We are using below ARM template for role assignement in Appinsights with ADO pipelines, where the template parameters are replacing from ADO pipelines paramters. This worked for one resource deployment and when we tried for multiple resources, ARM template deployment failing with below error.
{
"$schema": "https://schema.management.azure.com/schemas/2019-04-01/deploymentTemplate.json#",
"contentVersion": "1.0.0.0",
"parameters": {
"RoleDefinitionId": {
"type": "string"
},
"principalId": {
"type": "string"
},
"AppInsightName": {
"type": "string"
}
},
"resources":[
{
"type": "Microsoft.Insights/components/providers/roleAssignments",
"apiVersion": "2017-05-01",
"name": "[concat(parameters('AppInsightName'),'/Microsoft.Authorization/',guid('AppInsightName'))]",
"properties": {
"roleDefinitionId": "[resourceId('Microsoft.Authorization/roleDefinitions', parameters('RoleDefinitionId'))]",
"principalId": "[parameters('principalId')]"
}
}
]
}
Parameters.json
{
"$schema": "https://schema.management.azure.com/schemas/2015-01-01/deploymentParameters.json#",
"contentVersion": "1.0.0.0",
"parameters": {
"RoleDefinitionId": {
"value": "#{roleDefinitionId}#"
},
"principalId": {
"value": "#{principalId}#"
},
"AppInsightName": {
"value": "#{appInsightName}#"
}
}
}
Input to devops pipeline yaml
parameters:
roleList:
- rolesname: reader_Appinsight_group1
environment: development
principalType: Group
principalid: xxxxxxxxxxxxxxxxxxxxxxxxxxxxx
roleDefinitionId: acdd72axxxxxxxxxxxxxxxxxxxxx
appInsightName: myappinsight1
resourceGroup: myappinsight1-rg
- rolesname: reader_Appinsight_group2
environment: development
principalType: Group
principalid: xxxxxxxxxxxxxxxxxxxxxxxxxx
roleDefinitionId: acdd72axxxxxxxxxxxxxxxxxxxxxxxx
appInsightName: myappinsight1
resourceGroup: myappinsight1-rg
ERROR:
{"status":"Failed","error":{"code":"DeploymentFailed","message":"At least one resource deployment operation failed. Please list deployment operations for details. Please see https://aka.ms/DeployOperations for usage details.","details":[{"code":"BadRequest","message":"{\r\n \"error\": {\r\n \"code\": \"RoleAssignmentUpdateNotPermitted\",\r\n \"message\": \"Tenant ID, application ID, principal ID, and scope are not allowed to be updated.\"\r\n }\r\n}"}]}}
Again I tried with multiple option for the role definition name to be unique, but got different errors
eg:
"resources":[
{
"type": "Microsoft.Insights/components/providers/roleAssignments",
"apiVersion": "2017-05-01",
"name": "[guid(resourceGroup().id, parameters('RoleDefinitionId'), parameters('principalId'))]",
"properties": {
"roleDefinitionId": "[resourceId('Microsoft.Authorization/roleDefinitions', parameters('RoleDefinitionId'))]",
"principalId": "[parameters('principalId')]"
}
}
]
}
Error for the above The template resource 'xxxxxxxxxxxxxxxxxxxxxxxx for type 'Microsoft.Insights/components/providers/roleAssignments' at line '18' and column '71' has incorrect segment lengths
The name of a roleAssignment needs to be a function of the principal, role and scope. Once a role exists for a given principal, role & scope under a given name, nothing can be changed on that role assignment.

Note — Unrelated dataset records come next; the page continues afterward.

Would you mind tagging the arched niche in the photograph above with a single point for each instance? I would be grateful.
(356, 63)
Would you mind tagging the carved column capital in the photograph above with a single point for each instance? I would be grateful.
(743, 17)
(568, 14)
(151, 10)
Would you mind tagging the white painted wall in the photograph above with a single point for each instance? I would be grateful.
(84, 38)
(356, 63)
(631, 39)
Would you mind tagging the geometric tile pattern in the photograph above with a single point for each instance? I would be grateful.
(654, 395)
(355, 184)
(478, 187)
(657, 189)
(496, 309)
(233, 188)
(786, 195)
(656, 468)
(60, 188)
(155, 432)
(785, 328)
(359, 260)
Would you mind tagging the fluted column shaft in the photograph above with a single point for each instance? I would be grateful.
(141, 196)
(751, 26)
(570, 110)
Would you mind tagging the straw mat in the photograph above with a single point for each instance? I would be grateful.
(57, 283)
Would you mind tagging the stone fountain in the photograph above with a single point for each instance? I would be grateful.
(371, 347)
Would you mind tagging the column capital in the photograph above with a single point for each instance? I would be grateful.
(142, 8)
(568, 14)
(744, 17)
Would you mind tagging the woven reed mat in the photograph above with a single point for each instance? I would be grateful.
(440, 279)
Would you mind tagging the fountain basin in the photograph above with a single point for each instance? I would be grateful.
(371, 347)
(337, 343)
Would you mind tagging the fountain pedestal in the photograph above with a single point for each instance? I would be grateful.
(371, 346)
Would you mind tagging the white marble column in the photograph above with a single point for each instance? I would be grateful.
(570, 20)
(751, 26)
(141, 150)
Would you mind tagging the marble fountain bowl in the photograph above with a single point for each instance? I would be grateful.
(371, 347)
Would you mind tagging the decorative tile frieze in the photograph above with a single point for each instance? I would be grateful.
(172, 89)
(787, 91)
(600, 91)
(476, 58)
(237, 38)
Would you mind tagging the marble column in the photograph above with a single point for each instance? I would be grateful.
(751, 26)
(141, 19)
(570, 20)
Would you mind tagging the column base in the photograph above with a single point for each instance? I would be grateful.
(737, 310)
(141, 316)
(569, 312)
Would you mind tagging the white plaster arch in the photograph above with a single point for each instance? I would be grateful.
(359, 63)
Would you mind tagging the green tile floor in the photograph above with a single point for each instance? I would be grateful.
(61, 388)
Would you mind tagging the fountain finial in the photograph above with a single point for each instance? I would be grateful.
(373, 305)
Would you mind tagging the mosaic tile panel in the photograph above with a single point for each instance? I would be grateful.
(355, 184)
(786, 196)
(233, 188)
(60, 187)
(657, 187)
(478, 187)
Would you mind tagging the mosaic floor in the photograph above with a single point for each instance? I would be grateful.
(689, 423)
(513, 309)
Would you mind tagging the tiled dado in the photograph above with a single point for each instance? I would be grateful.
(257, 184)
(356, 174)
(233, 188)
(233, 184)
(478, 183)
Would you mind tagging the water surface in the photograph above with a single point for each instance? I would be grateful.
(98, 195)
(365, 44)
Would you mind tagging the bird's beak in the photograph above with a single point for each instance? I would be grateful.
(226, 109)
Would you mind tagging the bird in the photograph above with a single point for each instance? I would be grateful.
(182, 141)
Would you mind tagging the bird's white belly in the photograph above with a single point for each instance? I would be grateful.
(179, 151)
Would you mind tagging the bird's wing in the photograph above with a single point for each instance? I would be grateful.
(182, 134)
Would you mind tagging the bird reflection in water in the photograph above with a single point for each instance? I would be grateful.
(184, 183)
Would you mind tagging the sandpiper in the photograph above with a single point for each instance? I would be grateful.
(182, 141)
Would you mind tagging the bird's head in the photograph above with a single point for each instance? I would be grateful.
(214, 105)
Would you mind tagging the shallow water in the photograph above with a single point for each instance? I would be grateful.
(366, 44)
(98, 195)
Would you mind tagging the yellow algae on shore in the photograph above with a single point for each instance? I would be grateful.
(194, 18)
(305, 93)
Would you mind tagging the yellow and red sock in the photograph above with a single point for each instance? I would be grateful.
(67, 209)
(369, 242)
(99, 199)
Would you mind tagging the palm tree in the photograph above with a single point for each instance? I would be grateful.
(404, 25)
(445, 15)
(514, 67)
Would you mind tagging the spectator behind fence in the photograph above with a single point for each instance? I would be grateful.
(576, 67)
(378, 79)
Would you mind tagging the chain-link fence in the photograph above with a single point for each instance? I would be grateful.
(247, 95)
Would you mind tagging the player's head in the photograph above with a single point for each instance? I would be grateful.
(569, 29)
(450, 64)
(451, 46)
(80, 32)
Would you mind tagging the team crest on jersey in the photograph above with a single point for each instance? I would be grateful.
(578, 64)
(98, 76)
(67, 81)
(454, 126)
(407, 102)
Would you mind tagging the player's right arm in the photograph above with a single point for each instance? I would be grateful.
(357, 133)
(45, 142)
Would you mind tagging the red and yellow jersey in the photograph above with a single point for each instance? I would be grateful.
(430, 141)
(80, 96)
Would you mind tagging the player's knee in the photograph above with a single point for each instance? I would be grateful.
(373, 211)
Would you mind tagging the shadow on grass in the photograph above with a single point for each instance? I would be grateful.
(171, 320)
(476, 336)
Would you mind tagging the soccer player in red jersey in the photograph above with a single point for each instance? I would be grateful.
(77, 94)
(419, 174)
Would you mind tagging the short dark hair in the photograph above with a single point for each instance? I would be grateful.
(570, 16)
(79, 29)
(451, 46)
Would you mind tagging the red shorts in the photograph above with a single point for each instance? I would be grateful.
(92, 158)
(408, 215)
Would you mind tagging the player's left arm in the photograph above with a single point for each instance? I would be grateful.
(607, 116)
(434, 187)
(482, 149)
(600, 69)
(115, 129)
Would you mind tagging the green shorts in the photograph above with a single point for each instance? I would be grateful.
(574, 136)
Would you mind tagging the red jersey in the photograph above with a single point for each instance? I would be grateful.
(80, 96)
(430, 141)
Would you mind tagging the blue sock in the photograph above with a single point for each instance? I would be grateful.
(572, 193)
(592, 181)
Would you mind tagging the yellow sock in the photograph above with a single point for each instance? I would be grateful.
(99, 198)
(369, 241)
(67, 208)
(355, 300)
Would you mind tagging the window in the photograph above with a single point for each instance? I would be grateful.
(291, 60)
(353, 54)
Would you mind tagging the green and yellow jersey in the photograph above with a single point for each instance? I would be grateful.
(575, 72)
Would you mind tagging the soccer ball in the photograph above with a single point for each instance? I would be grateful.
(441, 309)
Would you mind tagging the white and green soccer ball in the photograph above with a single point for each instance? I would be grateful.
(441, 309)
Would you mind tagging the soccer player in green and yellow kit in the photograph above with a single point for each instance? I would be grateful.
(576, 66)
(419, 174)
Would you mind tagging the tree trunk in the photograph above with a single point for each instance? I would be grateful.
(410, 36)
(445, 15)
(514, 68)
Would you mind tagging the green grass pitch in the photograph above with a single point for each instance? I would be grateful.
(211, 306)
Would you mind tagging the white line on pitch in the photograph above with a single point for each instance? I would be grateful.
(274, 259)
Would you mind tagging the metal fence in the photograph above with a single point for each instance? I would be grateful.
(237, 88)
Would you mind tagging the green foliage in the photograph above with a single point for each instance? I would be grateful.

In your template your roleAssignment name is just a function of the appInsights resource name, which means you can have exactly one of those roleAssignments. Your guid() function in the name needs to be:
guid(parameters('RoleDefinitionId'), parameters('principalId'), parameters('AppInsightName'))
Note that you may have to remove some previously created roleAssignments (for the given principal, role and scope) if they were not created with the same naming algorithm before that template will successfully deploy.